I've been a Tax Pro for a couple years now, and I always rue how ignorant people are about basic tax principles.
((Not really a direct reply to this, but as context for the general vein of what prompted the following... Maybe I could have done with someone 'on my side', not just brokerage-firm contacts, although whether a US-based Tax Pro would have been au fait enough with oversees disbursments of small-change, I don't know.))
A long time ago, I got some token shares in my company[1]. The fuss I had trying to convert them back to to cash (once I was allowed to, and then
a bit more time after that[2]) with... Was it the W2
S form, from memory? Well, whatever it was, amongst the blitz of other paperwork and documentation that entirely put me off the idea of Employee Share Schemes for life.
(It's even possible that I still 'have' some later-granted shares outstanding, or would have if the company still existed. This either makes them
extremely valuable (in whatever further context they were then to be converted) or significantly less valuable than the paper some long-lost last statement from the holding firm will have cost to send to me and I'm technically still owing somebody a net handling fee.

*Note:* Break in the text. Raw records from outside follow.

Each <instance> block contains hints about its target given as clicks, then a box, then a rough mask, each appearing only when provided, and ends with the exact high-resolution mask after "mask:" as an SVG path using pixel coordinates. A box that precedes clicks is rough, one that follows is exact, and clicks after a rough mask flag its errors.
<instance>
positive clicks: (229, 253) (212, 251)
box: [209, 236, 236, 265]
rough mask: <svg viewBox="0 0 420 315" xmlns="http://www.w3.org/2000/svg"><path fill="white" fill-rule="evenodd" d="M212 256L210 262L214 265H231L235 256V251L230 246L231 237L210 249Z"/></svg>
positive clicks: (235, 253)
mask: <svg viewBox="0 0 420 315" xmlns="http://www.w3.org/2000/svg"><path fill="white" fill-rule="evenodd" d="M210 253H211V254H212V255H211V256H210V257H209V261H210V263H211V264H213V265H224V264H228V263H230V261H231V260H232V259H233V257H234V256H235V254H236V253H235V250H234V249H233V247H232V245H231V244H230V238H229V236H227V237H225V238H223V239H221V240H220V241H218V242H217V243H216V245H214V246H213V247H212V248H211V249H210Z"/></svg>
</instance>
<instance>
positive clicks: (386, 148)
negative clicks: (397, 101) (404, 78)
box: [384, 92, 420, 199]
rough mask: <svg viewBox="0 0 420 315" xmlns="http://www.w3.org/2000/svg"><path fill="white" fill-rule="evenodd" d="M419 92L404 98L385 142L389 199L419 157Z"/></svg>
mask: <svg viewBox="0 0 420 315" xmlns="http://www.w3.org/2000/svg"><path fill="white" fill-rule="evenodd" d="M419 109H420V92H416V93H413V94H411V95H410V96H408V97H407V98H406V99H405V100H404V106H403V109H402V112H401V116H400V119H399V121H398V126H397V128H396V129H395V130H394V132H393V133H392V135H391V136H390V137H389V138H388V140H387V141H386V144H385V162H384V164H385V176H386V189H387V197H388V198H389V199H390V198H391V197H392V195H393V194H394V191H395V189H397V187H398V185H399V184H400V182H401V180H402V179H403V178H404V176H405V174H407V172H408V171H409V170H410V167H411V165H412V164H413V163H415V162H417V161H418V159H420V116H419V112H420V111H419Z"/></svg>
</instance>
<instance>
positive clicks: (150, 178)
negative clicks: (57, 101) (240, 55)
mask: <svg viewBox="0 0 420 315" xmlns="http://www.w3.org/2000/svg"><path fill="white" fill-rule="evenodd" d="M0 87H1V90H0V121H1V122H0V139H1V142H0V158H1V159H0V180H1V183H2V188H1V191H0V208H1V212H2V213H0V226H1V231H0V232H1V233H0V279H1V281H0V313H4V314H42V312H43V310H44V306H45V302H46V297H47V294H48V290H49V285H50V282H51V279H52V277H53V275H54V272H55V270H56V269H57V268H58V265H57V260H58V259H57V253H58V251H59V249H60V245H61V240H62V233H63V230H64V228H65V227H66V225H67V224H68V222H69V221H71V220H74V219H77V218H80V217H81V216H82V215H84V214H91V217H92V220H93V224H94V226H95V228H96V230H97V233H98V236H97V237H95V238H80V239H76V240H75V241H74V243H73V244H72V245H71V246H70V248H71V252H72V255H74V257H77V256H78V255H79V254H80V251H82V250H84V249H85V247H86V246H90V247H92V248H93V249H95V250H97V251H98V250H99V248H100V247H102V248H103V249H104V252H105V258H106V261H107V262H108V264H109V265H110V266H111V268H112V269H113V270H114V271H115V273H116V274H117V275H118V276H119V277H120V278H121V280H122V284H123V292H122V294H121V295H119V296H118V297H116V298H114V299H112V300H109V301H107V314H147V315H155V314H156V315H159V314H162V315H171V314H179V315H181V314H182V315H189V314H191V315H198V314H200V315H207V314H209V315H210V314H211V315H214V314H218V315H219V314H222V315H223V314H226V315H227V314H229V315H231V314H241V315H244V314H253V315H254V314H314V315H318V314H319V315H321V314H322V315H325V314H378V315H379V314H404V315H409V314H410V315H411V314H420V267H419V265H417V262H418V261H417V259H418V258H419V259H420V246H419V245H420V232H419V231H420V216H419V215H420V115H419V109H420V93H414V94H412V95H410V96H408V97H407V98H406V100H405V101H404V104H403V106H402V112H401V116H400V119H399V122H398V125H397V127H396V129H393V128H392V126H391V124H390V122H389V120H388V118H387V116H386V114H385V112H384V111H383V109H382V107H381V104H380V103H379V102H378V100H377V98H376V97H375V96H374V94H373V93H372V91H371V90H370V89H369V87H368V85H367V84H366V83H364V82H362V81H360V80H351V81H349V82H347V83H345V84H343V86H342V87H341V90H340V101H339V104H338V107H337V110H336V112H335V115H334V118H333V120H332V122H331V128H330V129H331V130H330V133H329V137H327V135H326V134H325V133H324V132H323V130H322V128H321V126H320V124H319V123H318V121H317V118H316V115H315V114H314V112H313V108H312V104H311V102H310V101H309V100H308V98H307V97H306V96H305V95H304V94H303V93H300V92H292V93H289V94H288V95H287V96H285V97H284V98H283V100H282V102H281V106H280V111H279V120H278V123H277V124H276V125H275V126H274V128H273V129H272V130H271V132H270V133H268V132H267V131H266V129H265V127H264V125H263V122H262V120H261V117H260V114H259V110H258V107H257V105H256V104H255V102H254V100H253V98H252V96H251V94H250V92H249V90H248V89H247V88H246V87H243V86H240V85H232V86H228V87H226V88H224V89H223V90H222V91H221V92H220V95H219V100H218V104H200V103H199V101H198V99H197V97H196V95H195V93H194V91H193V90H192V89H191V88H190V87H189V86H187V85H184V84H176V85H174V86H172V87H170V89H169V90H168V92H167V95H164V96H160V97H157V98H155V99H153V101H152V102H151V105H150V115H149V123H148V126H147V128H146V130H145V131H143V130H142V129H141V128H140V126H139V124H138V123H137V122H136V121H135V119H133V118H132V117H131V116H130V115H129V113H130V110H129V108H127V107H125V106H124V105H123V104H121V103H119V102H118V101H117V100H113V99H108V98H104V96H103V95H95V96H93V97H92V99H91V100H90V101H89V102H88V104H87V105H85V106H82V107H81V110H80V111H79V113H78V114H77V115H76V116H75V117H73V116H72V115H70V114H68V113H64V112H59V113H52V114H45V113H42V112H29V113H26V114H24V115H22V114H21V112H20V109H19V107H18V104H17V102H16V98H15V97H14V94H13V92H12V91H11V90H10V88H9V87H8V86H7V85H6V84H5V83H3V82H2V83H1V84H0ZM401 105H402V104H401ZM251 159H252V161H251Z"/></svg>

But I've long since decided I'm not going through all that again, anyway.)
The stuff I had to tell the Inland Revenue/etc about, locally, was much, much simpler than what (I presume) was destined to the IRS, and seemed not to make any significant impact to my PAYE-mediated personal taxation for that or any other year. I know it's at least part because it is a completely different system that I suddenly needed a tax-presence in, that I hadn't grown up in to know and use, but it was
goddawfully complicated to even establish my initial
bona fides, never mind to get the actual paltry (and definitely shaved) cheque(/check) in the post...
[1] Multinational, but technically a US company, who had taken over my UK company as a division, all this now in leiu of some UK pay that I
would have reveived from my UK work, but... <mumble mumble, something business-related that was well above my pay-grade>. Company listed on NY stock-exchange, but (at least at one point) my fiddly insignificant holdings/voting rights administered by a Germany-based brokerage firm... Or
something like that. (At one point I
was temporarily working in Germany itself, but I'm not sure that had any bearing on anything, and might not even have overlapped.)
[2] As I was fooling myself I was 'playing' the market, rather than doing the smart thing that the whole tax system was anticipating that the
company was probably trying to game, by dispersing value in-leiu, in a manner which us at the other end were
expected to "get a little more, pay a little more,
probably withold a little
tiny bit more from the US Treasury in the long-run, whilst the interest on fees go entirely elsewhere". As far as I ever managed to understand the deliberately obfuscating process.